JUAN GONZALEZ: Well, Jamaa Fanaka, what do you make of the recent hullabaloo between a lot of the television networks and the NAACP and the National Council of La Raza and other groups, in terms of them suddenly now saying, “OK, we’re going to make a commitment to actually move on hiring directors, actors and people in all other aspects of at least the production of television shows”? Do you sense that this is any — that this is substantive or real, or is this just an immediate reaction that will go like many of the others and in a few years it will slip back into the status quo?

JAMAA FANAKA: Firstly, I want to say I support the NAACP and La Raza and the other efforts of the civil rights organizations to bring Hollywood into compliance with law, the Civil Right Act of 1964. But I do not trust Hollywood, and I have good reason not to trust Hollywood. First of all, the agreements reached by the NAACP, et al., have no provisions for enforcement; they are not binding. And Hollywood back in 1981, as I see it, for the first time included Article 15-201 into its collective bargaining agreement, which contractually obligated Hollywood to apply good faith efforts to increase the number of minority and women filmmakers — and we lost ground!

As a matter of fact, I’m going to give you a scoop right now about the felonious federal crimes that the Directors Guild of America, my former union, committed against me in order to silence me and kick me out of the DGA. They charged me with doing ridiculous things, like at meetings, like they charged me with standing up and calling people “MFs” and charging the stage and scaring the top executives at one meeting. Pure unadulterated BS. And I can prove it, because my parents, who are in their eighties now, have taught me from the time I was a child: never go into a lion’s den wearing a pork chop suit. So each time I went to the DGA, I had a tape recorder recording each and every word I said. Each and every time I addressed a fellow DGA member, I said, “My brother, my brother” — not “MF” — “my brother”.

AMY GOODMAN: Maybe they translated it that way.

JAMAA FANAKA: Yeah, yeah.
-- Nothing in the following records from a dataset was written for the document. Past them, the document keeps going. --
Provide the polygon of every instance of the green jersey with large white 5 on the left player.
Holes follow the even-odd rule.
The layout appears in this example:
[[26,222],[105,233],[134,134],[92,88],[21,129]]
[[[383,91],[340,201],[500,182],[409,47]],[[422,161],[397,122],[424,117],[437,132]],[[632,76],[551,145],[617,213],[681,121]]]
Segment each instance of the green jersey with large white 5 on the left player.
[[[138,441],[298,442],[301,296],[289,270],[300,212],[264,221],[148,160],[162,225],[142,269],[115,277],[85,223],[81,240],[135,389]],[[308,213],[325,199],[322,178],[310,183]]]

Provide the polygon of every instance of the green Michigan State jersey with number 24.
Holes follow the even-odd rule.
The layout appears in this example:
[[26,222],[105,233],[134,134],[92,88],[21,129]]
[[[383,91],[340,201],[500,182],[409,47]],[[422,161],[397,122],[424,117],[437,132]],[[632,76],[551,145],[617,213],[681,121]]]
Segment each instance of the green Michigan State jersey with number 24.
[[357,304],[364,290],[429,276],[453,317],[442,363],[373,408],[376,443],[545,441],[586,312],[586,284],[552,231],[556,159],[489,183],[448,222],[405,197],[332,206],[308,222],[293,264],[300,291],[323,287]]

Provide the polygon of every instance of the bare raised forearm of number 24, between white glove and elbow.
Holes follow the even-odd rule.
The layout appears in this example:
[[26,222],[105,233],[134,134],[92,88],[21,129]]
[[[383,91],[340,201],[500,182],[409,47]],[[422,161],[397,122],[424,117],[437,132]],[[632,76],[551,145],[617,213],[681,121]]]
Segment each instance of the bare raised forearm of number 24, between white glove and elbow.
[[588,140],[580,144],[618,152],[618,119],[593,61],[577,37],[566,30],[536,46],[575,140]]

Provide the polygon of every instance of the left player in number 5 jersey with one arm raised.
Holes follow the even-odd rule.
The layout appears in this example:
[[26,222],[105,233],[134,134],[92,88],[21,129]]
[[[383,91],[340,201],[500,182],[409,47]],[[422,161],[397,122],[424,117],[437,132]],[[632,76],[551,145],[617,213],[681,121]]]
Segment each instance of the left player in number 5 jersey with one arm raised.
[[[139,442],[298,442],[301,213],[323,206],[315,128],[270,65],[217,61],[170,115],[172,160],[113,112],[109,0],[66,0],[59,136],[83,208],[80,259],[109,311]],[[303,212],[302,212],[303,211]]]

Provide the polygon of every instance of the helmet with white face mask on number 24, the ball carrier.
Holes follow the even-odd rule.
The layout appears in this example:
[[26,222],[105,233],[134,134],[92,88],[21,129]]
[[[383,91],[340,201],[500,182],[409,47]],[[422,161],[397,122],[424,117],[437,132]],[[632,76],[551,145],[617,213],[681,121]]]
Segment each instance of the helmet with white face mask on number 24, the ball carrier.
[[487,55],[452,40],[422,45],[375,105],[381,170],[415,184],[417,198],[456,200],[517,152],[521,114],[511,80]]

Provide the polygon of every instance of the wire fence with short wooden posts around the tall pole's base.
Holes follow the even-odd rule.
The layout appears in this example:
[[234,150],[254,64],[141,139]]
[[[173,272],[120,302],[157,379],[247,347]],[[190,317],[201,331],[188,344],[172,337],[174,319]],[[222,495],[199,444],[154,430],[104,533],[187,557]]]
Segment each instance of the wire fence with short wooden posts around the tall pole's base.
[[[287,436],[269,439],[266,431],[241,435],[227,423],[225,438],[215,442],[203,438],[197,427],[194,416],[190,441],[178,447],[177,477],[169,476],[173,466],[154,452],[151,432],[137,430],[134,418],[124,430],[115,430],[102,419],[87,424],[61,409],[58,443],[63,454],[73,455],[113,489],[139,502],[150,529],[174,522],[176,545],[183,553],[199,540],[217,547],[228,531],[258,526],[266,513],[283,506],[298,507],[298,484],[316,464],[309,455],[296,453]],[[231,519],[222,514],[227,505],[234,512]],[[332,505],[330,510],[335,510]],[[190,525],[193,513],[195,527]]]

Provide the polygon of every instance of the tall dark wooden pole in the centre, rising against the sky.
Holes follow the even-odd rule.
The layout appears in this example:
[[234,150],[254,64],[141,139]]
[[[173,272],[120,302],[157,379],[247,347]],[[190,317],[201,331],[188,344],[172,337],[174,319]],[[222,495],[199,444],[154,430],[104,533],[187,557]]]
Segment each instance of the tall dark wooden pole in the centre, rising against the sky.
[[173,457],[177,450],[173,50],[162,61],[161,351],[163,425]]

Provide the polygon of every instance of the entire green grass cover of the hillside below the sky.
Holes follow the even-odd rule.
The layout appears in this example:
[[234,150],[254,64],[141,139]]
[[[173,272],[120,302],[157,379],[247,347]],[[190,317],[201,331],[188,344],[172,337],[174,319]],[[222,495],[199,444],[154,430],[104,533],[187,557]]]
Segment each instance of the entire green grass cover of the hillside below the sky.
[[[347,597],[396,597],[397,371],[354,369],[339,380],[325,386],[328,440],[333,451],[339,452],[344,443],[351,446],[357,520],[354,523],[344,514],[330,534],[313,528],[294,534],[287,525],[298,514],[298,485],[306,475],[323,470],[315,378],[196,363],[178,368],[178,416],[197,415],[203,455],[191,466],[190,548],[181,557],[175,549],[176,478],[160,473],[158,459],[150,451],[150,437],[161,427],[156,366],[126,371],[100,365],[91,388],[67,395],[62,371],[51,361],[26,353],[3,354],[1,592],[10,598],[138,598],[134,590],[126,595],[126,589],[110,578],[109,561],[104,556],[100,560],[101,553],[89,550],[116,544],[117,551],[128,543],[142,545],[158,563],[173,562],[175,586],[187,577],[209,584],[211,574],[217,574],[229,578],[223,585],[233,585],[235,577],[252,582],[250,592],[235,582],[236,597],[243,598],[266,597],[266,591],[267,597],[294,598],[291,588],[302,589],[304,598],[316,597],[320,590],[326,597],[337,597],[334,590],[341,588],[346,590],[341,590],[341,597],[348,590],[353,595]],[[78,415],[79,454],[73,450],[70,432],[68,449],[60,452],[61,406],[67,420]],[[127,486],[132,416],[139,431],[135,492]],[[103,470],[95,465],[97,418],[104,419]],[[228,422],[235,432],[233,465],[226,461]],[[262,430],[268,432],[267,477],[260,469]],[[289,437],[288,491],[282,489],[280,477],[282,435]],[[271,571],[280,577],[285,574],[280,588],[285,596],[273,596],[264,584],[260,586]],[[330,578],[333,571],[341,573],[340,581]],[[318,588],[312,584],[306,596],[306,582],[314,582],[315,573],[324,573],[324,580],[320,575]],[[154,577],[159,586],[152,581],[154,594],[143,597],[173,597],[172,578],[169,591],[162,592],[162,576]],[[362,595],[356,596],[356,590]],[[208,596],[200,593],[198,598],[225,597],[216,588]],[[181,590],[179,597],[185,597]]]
They conveniently translated it that way. I have taken these federal crimes to the office of the US attorney here in Los Angeles, Alexander Mayorkas, and he has assured me that he is going to vigorously investigate. What they did to me can be compared to the police scandal. It’s no different. The only difference is that they murdered —- attempted to murder my reputation and my name and my credibility in order to undermine my lawsuit. And they did it by committing the crimes of perjury, subordination of perjury, conspiracy, intimidation of witnesses, falsification of documents -—

AMY GOODMAN: Let me just ask, as we go out, which movie companies are you suing?

JAMAA FANAKA: Every one of them. Every major studio and every television network.
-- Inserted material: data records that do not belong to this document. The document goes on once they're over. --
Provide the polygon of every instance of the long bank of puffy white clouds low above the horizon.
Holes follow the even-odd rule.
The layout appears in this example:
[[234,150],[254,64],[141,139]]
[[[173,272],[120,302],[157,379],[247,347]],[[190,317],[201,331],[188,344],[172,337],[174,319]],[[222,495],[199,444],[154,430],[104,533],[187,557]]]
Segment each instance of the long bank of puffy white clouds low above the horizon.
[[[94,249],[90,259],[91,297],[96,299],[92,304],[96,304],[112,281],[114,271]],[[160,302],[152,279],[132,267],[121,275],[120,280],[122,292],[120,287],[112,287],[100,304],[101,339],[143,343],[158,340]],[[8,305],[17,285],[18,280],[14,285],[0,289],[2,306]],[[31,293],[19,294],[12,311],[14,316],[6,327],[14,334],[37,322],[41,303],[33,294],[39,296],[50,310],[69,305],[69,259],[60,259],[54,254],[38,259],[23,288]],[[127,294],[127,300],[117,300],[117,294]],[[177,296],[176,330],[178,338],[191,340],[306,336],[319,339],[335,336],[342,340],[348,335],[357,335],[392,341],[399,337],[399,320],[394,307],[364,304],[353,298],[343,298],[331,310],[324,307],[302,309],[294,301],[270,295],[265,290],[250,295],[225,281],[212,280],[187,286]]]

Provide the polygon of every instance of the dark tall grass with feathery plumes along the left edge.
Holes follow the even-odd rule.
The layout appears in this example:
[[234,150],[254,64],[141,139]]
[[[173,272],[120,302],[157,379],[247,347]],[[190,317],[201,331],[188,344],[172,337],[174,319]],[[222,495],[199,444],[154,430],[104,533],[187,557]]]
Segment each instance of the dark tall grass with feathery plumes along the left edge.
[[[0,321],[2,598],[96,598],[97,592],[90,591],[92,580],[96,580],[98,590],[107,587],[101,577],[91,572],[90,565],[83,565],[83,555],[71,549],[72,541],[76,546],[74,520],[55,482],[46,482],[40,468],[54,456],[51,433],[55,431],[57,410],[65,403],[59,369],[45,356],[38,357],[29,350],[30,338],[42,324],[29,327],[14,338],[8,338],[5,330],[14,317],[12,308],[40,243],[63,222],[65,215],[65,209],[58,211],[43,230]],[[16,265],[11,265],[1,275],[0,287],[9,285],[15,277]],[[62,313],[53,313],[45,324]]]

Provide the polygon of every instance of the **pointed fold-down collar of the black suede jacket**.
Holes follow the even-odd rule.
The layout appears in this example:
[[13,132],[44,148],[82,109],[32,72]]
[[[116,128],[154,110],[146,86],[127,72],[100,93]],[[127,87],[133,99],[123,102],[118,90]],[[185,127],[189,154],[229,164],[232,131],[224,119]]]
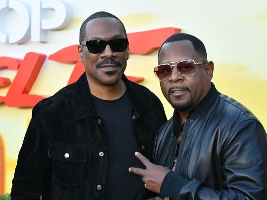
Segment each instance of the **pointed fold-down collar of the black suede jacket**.
[[[146,106],[144,105],[140,94],[134,90],[125,75],[122,76],[122,80],[126,83],[127,89],[129,90],[134,111],[146,114]],[[86,73],[74,83],[74,99],[76,120],[95,115],[92,94],[90,93]]]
AMY GOODMAN: Universal, MGM?

JAMAA FANAKA: Universal, MGM, the Spielberg companies —

AMY GOODMAN: Warner Bros.?

JAMAA FANAKA: ABC, CBS, NBC, FOX, the Warner Bros. channel. I’m suing them all.
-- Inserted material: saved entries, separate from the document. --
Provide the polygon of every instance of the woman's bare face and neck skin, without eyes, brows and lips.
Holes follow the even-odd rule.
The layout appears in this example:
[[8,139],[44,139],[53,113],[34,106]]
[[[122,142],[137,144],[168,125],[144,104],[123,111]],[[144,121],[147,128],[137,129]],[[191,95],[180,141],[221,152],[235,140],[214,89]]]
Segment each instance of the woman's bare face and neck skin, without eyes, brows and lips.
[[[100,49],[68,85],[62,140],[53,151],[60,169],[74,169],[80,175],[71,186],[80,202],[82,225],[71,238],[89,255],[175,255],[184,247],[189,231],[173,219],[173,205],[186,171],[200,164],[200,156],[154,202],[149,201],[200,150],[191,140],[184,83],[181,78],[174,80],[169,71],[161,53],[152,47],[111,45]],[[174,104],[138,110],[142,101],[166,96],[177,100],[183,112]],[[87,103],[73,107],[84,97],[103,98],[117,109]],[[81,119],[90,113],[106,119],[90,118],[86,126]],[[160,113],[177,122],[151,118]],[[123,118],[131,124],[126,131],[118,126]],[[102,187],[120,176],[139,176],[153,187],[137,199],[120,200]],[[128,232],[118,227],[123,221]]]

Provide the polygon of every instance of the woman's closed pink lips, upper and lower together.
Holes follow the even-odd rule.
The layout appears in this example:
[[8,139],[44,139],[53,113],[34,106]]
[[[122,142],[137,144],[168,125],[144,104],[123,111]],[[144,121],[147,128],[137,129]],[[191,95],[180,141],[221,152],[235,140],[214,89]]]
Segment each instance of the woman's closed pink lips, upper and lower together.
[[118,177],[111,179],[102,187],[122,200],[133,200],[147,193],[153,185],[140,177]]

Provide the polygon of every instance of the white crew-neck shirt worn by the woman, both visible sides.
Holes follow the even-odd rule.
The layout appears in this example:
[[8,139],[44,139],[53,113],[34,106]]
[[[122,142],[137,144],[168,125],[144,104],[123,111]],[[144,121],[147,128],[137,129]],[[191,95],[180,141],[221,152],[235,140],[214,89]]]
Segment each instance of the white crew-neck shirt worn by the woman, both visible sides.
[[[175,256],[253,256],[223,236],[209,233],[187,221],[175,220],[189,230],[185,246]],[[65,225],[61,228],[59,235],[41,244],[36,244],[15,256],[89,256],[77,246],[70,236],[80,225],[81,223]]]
AMY GOODMAN: Disney and Paramount.

JAMAA FANAKA: They’re all in violation of the Civil Rights Act of 1964.

AMY GOODMAN: Well, on that note, I want to thank you very much for being with us, Jamaa Fanaka, filmmaker, maker of Penitentiary, Street Wars, Soul Vengeance, suing the major Hollywood film companies, and his attorney Irving Meyer. If people want to get in touch with you, where can they call or go on the web?

JAMAA FANAKA: OK, right now, I’m making a website called “Pro se can you see.” It will be up soon. But my email address is fanaka(at)aol.com. My number is (310) 833-2367.

AMY GOODMAN: Well, thank you very much for being with us. That’s (310) 833-2367.

JAMAA FANAKA: Thank you, and God bless you both.